Myth #3 - "Nobody's buying anything, advertising and promotions are a waste of money."
Fact: Many studies conducted have come to the same conclusion: Those that reduce their presence in key service markets are in a far worse position in terms of profitability, market share and market competitive presence when the downturn eases and profitability growth returns than those that maintain their marketing activity levels. Those companies that are so bold as to increase marketing activity stand a great chance of taking market share from their less aggressive competitors and can rule the category if the downturn lasts long enough.

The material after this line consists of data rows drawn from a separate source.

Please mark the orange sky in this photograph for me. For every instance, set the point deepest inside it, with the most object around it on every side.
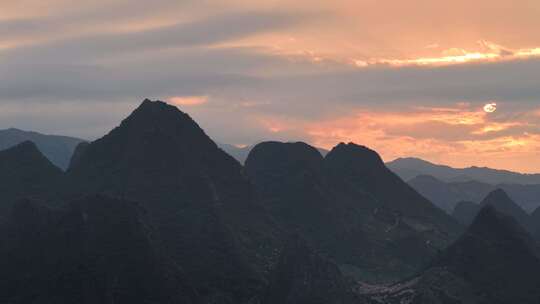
(407, 78)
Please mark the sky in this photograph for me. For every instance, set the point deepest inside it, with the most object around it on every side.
(406, 78)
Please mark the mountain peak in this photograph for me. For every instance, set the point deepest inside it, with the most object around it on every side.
(289, 155)
(360, 155)
(497, 195)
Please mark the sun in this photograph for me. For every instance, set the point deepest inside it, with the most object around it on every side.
(490, 107)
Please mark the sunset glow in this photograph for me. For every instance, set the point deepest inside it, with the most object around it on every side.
(452, 81)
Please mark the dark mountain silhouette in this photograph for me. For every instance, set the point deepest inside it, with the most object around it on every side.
(465, 212)
(446, 194)
(304, 277)
(25, 172)
(495, 261)
(504, 204)
(535, 223)
(201, 203)
(58, 149)
(241, 153)
(438, 192)
(363, 168)
(97, 250)
(408, 168)
(355, 224)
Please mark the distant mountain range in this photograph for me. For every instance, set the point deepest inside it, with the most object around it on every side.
(408, 168)
(155, 212)
(447, 194)
(58, 149)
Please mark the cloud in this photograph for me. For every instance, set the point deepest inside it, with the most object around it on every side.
(308, 70)
(188, 100)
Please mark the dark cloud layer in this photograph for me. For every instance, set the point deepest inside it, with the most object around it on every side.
(61, 72)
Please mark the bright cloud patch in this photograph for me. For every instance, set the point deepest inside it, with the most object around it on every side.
(188, 100)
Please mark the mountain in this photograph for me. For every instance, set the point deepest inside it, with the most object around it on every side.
(304, 277)
(442, 194)
(408, 168)
(495, 261)
(58, 149)
(241, 153)
(339, 204)
(25, 172)
(504, 204)
(196, 195)
(465, 212)
(360, 167)
(97, 250)
(446, 194)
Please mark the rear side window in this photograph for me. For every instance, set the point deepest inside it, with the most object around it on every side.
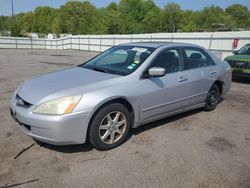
(197, 58)
(169, 59)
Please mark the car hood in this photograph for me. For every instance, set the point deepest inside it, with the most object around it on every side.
(239, 57)
(62, 82)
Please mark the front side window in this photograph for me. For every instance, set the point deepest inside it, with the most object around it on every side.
(197, 58)
(244, 50)
(169, 59)
(121, 60)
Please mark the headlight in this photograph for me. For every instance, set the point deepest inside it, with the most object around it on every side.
(58, 106)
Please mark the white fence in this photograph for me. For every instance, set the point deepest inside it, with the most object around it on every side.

Myth #4 - "We can cut back [on marketing] now, and then ramp up quickly when things get better."
Fact: This strategy has proven disastrous time and again, especially for companies that have inefficiencies inherent in their design, or product delivery channel. That inefficiency won't allow them to "ramp up quickly", since by that very inefficiency they will effectively always be "late" when timing the market - they are not market leaders but laggards, and thus the ramp-up activity gets started late relative to the buying cycle, and their more nimble competitors have already beaten them to the punch.

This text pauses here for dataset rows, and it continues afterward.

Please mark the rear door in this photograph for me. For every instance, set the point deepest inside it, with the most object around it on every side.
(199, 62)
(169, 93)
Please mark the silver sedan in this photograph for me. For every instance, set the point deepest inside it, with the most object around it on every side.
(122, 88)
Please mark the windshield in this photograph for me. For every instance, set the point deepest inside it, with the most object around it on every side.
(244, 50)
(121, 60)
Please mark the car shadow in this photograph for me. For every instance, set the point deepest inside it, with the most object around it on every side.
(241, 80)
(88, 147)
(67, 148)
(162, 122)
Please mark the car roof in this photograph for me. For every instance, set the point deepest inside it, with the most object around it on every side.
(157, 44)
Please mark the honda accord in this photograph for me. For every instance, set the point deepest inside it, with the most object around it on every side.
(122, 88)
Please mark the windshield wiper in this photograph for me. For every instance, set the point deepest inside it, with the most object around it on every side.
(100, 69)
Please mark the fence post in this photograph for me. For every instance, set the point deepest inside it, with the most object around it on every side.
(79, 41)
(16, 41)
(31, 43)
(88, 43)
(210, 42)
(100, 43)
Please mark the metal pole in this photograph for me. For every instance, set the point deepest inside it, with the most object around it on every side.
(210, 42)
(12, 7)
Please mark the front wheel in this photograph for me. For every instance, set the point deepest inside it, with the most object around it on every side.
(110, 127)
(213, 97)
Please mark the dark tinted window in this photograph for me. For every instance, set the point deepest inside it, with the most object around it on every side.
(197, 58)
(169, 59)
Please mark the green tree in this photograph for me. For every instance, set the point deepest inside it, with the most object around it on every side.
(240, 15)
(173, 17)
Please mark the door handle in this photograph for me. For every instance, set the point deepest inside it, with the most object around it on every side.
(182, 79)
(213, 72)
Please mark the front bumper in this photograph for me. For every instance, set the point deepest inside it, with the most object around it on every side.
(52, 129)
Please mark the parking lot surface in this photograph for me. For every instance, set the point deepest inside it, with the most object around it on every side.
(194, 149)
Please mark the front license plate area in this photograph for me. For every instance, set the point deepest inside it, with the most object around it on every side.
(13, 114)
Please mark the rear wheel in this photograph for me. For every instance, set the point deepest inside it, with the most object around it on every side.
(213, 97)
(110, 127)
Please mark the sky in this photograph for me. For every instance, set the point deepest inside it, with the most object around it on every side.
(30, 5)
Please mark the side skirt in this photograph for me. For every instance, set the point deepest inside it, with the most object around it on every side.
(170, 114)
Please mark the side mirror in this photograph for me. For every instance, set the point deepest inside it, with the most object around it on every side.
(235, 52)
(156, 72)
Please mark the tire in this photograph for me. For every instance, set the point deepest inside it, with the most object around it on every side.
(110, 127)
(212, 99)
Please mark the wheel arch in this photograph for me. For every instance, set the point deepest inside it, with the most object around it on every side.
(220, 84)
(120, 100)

Myth #5 - "We should examine what's working for us, and cut out everything else."
Fact: Good marketing departments should be doing exactly that on a perpetual basis, not just when times are tough. In addition, there should be metrics built into any campaign so there is a way to "take the pulse" of its success, and mid-course correction is possible to boost effectiveness and increase ROI on a continual basis. Further, in some channels, there is a cumulative effect that blurs perceptions of what's working and what's not - interdependencies exist between channels that are not planned or scheduled but that live in the customer's mind and trigger sales inadvertently. Cutting out what can't be measured accurately hampers this effect, dragging down results with no apparent reason.

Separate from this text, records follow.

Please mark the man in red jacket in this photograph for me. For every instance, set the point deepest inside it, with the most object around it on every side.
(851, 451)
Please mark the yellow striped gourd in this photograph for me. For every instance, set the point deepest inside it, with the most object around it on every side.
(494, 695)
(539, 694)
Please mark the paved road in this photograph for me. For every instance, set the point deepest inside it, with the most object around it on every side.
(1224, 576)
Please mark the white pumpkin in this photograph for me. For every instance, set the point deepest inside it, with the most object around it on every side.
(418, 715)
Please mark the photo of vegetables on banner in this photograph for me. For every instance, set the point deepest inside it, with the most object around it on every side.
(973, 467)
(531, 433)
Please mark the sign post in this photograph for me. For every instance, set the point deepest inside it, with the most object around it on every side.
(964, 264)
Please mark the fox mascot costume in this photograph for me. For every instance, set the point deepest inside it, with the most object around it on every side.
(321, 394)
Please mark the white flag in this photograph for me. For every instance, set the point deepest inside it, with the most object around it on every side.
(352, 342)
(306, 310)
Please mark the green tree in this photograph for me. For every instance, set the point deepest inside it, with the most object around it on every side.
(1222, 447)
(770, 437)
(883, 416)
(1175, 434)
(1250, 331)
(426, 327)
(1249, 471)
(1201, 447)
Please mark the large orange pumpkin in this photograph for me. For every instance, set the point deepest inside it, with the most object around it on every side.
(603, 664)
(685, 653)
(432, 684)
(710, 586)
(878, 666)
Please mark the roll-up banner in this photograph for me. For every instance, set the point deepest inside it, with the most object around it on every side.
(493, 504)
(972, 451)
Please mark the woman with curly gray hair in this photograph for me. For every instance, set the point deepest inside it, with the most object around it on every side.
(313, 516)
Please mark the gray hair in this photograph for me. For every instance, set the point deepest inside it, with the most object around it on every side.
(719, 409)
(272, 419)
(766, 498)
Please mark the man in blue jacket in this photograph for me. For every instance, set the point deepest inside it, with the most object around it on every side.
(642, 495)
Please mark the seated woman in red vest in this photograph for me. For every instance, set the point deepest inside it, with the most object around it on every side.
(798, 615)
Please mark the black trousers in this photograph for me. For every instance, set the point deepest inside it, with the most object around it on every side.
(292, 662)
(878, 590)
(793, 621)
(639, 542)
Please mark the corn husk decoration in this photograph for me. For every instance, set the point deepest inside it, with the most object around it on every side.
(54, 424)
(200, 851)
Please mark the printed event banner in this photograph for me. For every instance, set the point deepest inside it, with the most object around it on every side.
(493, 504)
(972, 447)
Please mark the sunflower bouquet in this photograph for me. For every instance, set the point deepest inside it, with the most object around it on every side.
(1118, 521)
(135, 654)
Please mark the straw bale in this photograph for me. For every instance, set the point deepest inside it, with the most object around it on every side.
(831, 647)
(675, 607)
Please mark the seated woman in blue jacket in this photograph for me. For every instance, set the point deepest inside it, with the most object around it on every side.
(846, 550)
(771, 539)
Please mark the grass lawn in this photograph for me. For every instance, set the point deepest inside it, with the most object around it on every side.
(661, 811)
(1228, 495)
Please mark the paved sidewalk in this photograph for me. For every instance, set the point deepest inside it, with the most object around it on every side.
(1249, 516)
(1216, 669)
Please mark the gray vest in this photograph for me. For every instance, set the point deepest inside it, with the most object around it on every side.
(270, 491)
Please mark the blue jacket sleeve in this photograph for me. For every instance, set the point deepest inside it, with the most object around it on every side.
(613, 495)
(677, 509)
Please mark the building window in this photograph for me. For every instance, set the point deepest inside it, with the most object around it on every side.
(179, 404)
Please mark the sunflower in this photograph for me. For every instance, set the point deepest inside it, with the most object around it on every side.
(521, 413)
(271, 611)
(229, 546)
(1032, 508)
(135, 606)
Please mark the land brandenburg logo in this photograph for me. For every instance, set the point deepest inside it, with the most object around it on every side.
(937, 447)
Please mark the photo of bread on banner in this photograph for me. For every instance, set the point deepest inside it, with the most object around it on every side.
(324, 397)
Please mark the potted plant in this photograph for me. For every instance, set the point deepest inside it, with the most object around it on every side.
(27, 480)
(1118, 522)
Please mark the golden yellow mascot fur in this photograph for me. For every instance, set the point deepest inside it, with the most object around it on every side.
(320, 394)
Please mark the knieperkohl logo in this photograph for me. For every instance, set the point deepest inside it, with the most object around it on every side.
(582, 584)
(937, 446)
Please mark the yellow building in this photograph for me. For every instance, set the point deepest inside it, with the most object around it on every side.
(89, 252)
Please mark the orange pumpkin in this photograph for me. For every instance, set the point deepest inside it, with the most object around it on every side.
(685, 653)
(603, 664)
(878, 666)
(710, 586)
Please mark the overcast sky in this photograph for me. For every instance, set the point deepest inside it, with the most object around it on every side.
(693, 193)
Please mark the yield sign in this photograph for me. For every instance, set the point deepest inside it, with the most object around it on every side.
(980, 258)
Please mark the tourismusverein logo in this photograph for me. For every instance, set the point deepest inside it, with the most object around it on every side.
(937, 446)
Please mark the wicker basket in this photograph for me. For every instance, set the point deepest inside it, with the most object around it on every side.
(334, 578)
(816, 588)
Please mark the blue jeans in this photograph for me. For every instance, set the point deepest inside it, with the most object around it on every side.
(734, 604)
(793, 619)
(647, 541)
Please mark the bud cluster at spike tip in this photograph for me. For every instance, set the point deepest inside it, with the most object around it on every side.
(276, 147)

Myth #6 - "Marketing spends more money than any other department, they have the most room to cut budget."
Fact: Return is really what counts when it's budget review time. Marketing is one of the few departments that can actually point to contributions they make directly to the bottom line. There is a proven cause-and-effect relationship between sales gross and marketing expenditure for larger and enterprise-size firms. Increased spending in the IT department might yield long-term benefits, but better servers don't often move more product, unless the product is server space. Cutting the marketing budget only reduces the opportunities available to build market share, boost product awareness and memorability in the mind of the consumer, and dampens profitability in the long run.

Myth #7 - "All of our competitors are pulling back advertising and media expenditures to save money, so we should, too."
Fact: This kind of lemming-like sheep thinking can destroy your company! Your Mom knew better than this when you used the excuse "All the other kids are going, why can't I?" Despite being competitors, their financials likely look a bit different from yours, and it's foolish to think that you can mirror their moves and be successful - at best you will be equal! The smart money here is being used to take market share from your more timid competitors, by increasing presence and exposure, and cutting other less-than-mission-critical expenditures for a short period to accomplish it.

Bonus! Myth #8 - "We should downgrade the quality of our marketing materials, use a cheaper creative agency, and mail out less frequently to save money."
Fact: You might save a very small incremental amount on cheaper paper, shorter, smaller brochures, cheaper handouts, smaller tradeshow giveaways - but the damage you're doing to your brand and the resulting poor reflection on the company as a whole does far more damage than can ever be repaired by spending those few dollars later to try and fix it.

Not to mention shaking the confidence of your customers by giving them a visual representation of how poorly your company is performing! "Gee, they must be in trouble, this looks like cheap junk. Maybe I'd better take my business to the other company that's likely to be around to support their products down the line."